Bovis – at last out of his T-shirt and back in mossy green corduroys and a checked shirt, like he was on his way to scout the Big House’s estate perimeter looking for signs of poachers, and not in fact heading home alone to heat a can of soup – watched on, his face set in an unimpressed scowl.
‘Good evening to you,’ James threw to him, more as a dismissal than a greeting.
Bovis skulked off up the slope, but not before telling his new boss to ring him if she needed anything. ‘Day or night,’ he added, giving the Captain one last warning look.
James only crooked his elbow for Mrs Crocombe. ‘Will you do me the honour of showing me this beach waterfall I’ve heard so much about?’
A little unsure of herself, she slipped her hand through his arm and off they went, down the slope. She was surprised to find the familiar sights of the village she’d known all her life stood out tonight as vividly beautiful.
Passion flowers, red roses and dancing fuchsia blooms blazed riotously bright and cheerful this evening. Had they been so pretty the day before? She really hadn’t noticed.
Letitia glanced back only once at the windows that looked down onto the slope from her rooms above her shop, fighting the feeling that behind them her Ernest was watching her walking out of doors with a strange man.
She had to concentrate on her step to stop her suddenly-leaden legs stumbling.
James, however, shared none of her awkwardness. He grinned down at her like he was escorting a beauty queen and touched his hand to where her fingers gripped his white jacket.

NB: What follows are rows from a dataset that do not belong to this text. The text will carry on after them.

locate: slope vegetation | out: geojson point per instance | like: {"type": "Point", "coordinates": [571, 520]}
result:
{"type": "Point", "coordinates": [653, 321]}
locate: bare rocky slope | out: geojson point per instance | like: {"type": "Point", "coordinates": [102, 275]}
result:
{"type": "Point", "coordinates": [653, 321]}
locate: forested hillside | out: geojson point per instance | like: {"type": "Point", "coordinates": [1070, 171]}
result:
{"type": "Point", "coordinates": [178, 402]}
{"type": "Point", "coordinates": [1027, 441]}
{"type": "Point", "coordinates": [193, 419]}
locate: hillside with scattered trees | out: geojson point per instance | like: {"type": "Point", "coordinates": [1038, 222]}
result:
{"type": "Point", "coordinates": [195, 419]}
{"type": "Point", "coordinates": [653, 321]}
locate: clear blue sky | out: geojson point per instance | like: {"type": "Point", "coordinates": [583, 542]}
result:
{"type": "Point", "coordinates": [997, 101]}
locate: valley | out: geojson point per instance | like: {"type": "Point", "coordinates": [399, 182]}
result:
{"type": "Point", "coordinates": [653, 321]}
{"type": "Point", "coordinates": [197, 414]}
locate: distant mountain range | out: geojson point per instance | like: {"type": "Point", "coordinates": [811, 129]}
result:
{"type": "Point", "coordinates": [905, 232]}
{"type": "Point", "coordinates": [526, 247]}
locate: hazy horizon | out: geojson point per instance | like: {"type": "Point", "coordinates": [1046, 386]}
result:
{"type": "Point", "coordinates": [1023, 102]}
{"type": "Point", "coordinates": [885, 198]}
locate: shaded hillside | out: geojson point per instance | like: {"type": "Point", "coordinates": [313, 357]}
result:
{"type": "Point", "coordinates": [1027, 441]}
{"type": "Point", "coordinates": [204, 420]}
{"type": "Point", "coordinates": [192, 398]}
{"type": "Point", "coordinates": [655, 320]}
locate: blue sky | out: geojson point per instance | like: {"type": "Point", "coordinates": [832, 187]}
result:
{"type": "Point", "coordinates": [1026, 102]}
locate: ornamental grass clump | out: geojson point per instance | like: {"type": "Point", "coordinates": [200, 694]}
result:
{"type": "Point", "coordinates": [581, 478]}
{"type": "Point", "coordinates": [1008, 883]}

‘Tell me about your day,’ he crooned, and that was all it took for all thoughts of her dear, soft husband to drift away on the sweet evening breeze. ‘What was your best seller, hmm?’
‘Peaches and cream,’ she told him shyly, all the while wondering how on earth anything about her life could be of interest to him.

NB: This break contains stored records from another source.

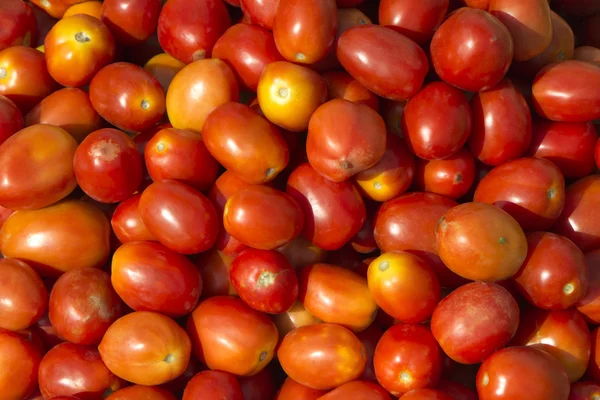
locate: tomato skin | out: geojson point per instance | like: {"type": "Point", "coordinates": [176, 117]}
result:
{"type": "Point", "coordinates": [217, 384]}
{"type": "Point", "coordinates": [340, 148]}
{"type": "Point", "coordinates": [578, 219]}
{"type": "Point", "coordinates": [569, 145]}
{"type": "Point", "coordinates": [247, 49]}
{"type": "Point", "coordinates": [554, 275]}
{"type": "Point", "coordinates": [501, 124]}
{"type": "Point", "coordinates": [77, 48]}
{"type": "Point", "coordinates": [524, 373]}
{"type": "Point", "coordinates": [318, 346]}
{"type": "Point", "coordinates": [479, 241]}
{"type": "Point", "coordinates": [363, 50]}
{"type": "Point", "coordinates": [568, 91]}
{"type": "Point", "coordinates": [179, 216]}
{"type": "Point", "coordinates": [60, 232]}
{"type": "Point", "coordinates": [83, 305]}
{"type": "Point", "coordinates": [407, 357]}
{"type": "Point", "coordinates": [482, 63]}
{"type": "Point", "coordinates": [188, 30]}
{"type": "Point", "coordinates": [488, 314]}
{"type": "Point", "coordinates": [315, 24]}
{"type": "Point", "coordinates": [245, 342]}
{"type": "Point", "coordinates": [333, 211]}
{"type": "Point", "coordinates": [150, 277]}
{"type": "Point", "coordinates": [68, 369]}
{"type": "Point", "coordinates": [129, 26]}
{"type": "Point", "coordinates": [245, 143]}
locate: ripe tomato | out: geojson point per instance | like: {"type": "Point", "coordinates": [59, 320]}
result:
{"type": "Point", "coordinates": [77, 48]}
{"type": "Point", "coordinates": [384, 61]}
{"type": "Point", "coordinates": [245, 342]}
{"type": "Point", "coordinates": [83, 304]}
{"type": "Point", "coordinates": [335, 355]}
{"type": "Point", "coordinates": [146, 348]}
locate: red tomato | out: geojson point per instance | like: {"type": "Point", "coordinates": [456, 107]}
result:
{"type": "Point", "coordinates": [475, 320]}
{"type": "Point", "coordinates": [333, 211]}
{"type": "Point", "coordinates": [554, 275]}
{"type": "Point", "coordinates": [83, 304]}
{"type": "Point", "coordinates": [501, 124]}
{"type": "Point", "coordinates": [471, 50]}
{"type": "Point", "coordinates": [416, 20]}
{"type": "Point", "coordinates": [245, 342]}
{"type": "Point", "coordinates": [568, 91]}
{"type": "Point", "coordinates": [436, 122]}
{"type": "Point", "coordinates": [128, 25]}
{"type": "Point", "coordinates": [407, 357]}
{"type": "Point", "coordinates": [150, 277]}
{"type": "Point", "coordinates": [179, 216]}
{"type": "Point", "coordinates": [70, 369]}
{"type": "Point", "coordinates": [522, 373]}
{"type": "Point", "coordinates": [188, 29]}
{"type": "Point", "coordinates": [314, 25]}
{"type": "Point", "coordinates": [384, 61]}
{"type": "Point", "coordinates": [569, 145]}
{"type": "Point", "coordinates": [340, 148]}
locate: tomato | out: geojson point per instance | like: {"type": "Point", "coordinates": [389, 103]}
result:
{"type": "Point", "coordinates": [501, 124]}
{"type": "Point", "coordinates": [150, 277]}
{"type": "Point", "coordinates": [188, 30]}
{"type": "Point", "coordinates": [215, 384]}
{"type": "Point", "coordinates": [314, 25]}
{"type": "Point", "coordinates": [77, 48]}
{"type": "Point", "coordinates": [471, 50]}
{"type": "Point", "coordinates": [245, 143]}
{"type": "Point", "coordinates": [333, 211]}
{"type": "Point", "coordinates": [384, 61]}
{"type": "Point", "coordinates": [475, 320]}
{"type": "Point", "coordinates": [578, 219]}
{"type": "Point", "coordinates": [340, 148]}
{"type": "Point", "coordinates": [288, 94]}
{"type": "Point", "coordinates": [569, 145]}
{"type": "Point", "coordinates": [245, 342]}
{"type": "Point", "coordinates": [479, 241]}
{"type": "Point", "coordinates": [554, 275]}
{"type": "Point", "coordinates": [416, 20]}
{"type": "Point", "coordinates": [70, 369]}
{"type": "Point", "coordinates": [181, 155]}
{"type": "Point", "coordinates": [568, 91]}
{"type": "Point", "coordinates": [24, 77]}
{"type": "Point", "coordinates": [520, 373]}
{"type": "Point", "coordinates": [334, 354]}
{"type": "Point", "coordinates": [179, 216]}
{"type": "Point", "coordinates": [437, 121]}
{"type": "Point", "coordinates": [563, 334]}
{"type": "Point", "coordinates": [20, 359]}
{"type": "Point", "coordinates": [50, 239]}
{"type": "Point", "coordinates": [451, 177]}
{"type": "Point", "coordinates": [83, 304]}
{"type": "Point", "coordinates": [129, 26]}
{"type": "Point", "coordinates": [407, 357]}
{"type": "Point", "coordinates": [337, 295]}
{"type": "Point", "coordinates": [247, 49]}
{"type": "Point", "coordinates": [265, 280]}
{"type": "Point", "coordinates": [146, 348]}
{"type": "Point", "coordinates": [197, 89]}
{"type": "Point", "coordinates": [25, 296]}
{"type": "Point", "coordinates": [263, 217]}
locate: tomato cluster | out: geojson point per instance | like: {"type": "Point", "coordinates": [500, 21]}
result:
{"type": "Point", "coordinates": [299, 199]}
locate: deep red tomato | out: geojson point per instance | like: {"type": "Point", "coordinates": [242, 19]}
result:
{"type": "Point", "coordinates": [188, 29]}
{"type": "Point", "coordinates": [83, 304]}
{"type": "Point", "coordinates": [179, 216]}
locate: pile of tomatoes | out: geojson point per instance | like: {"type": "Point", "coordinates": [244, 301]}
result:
{"type": "Point", "coordinates": [299, 199]}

‘Ah!’ His eyes sparkled. ‘Like the song!’
Mrs Crocombe stopped outside Jowan’s cottage where the slope levelled out and turned for the lifeboat launch. ‘Johnny Burnette? You know that song?’
‘Of course I do. It was one of the first records I ever bought. I knew you were a little rock and roller.’
Before she knew what was happening, James swept an arm around her in a swaying hold, and he sang fearlessly on the sea wall, about her walking straight out of his dreams at sweet sixteen with lips like strawberry wine, not caring he was getting the lyrics wrong.
Letitia let herself be danced but drew the line when he tried to twirl her, laughing instead and smacking him lightly on the lapel. ‘Oh, give over. It’s a long time since I was sixteen.’